清原(きよはら) 宗信(むねのぶ)』、『西條(さいじょう) 那奈子(ななこ)』。それがこいつらのもう一つの名だ。



「霊符などと。お頼みする相手が違います。陰陽寮にお頼みください」


女は男の手を取り、涙ぐむ。


「隠さなくともよい。藤原北家(ふじわらほっけ) 道長さまの手の者が定子さまに呪詛を行い、呪詛返しにあったことは知っておる。そしてその呪詛返しをしたのがお前だということもな」


「どこでそんなことを……」


「お前も申したであろう。宮廷では情報が命だと」


男はいたずらっぽく笑う。


「……わたしは、ただ咄嗟に破邪の気持ちを込めて言の葉を紙にしたためただけです。正直そんな効果があると思えません。どうか兄上、陰陽寮にお頼みを」


女は縋るように言う。


「もちろん陰陽寮にも依頼する。

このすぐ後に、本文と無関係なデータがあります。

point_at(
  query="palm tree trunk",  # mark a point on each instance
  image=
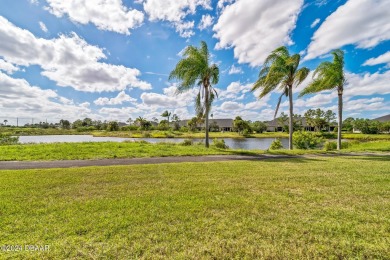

だがな、儂は奴らに信を置いておらん。形式ばかり、見栄えばかりに捕らわれて、実利が全くない。この間の鬼退治でもなんの効力もなかった。あれは儀式用のまじないじゃ。お前の霊符の方がよっぽど頼りになる」


女は雷に打たれたように硬直する。

まるで護衛が揃って逃げ出し、取り残された姫君のように。

そして唇を噛みしめ、意を決した表情となる。


「わかりました。霊符をご用意しましょう。その代わり、一つお願いがあります」


女は小さく、静かに答える。

そして俺のいる方向、庭の大きな池を見て呟く。


「蛍がきれいですね。ひとつ、ふたつ、ほのかに光るのも風情があります。けれどもっとたくさんになってこの庭いっぱいに飛び交わるさまは、まるで星々が降りてきたようできっと言葉に表せないでしょう。……ひと月後、ここで歌会を行います。そこで歌を詠んでください。必ず来てください。必ず元気な顔を見せてください。約束してください」


女は涙を湛え、懇願するように言う。


「……わかった。必ず帰ってくる。だが、歌の出来には文句を言うなよ」


三十六歌仙(さんじゅうろっかせん)清原(きよはら) ()元輔(もとすけ)の息子がなにを言ってるんですか」


彼らはお互いの顔を見つめ、おさな子の兄弟に戻ったように笑いあった。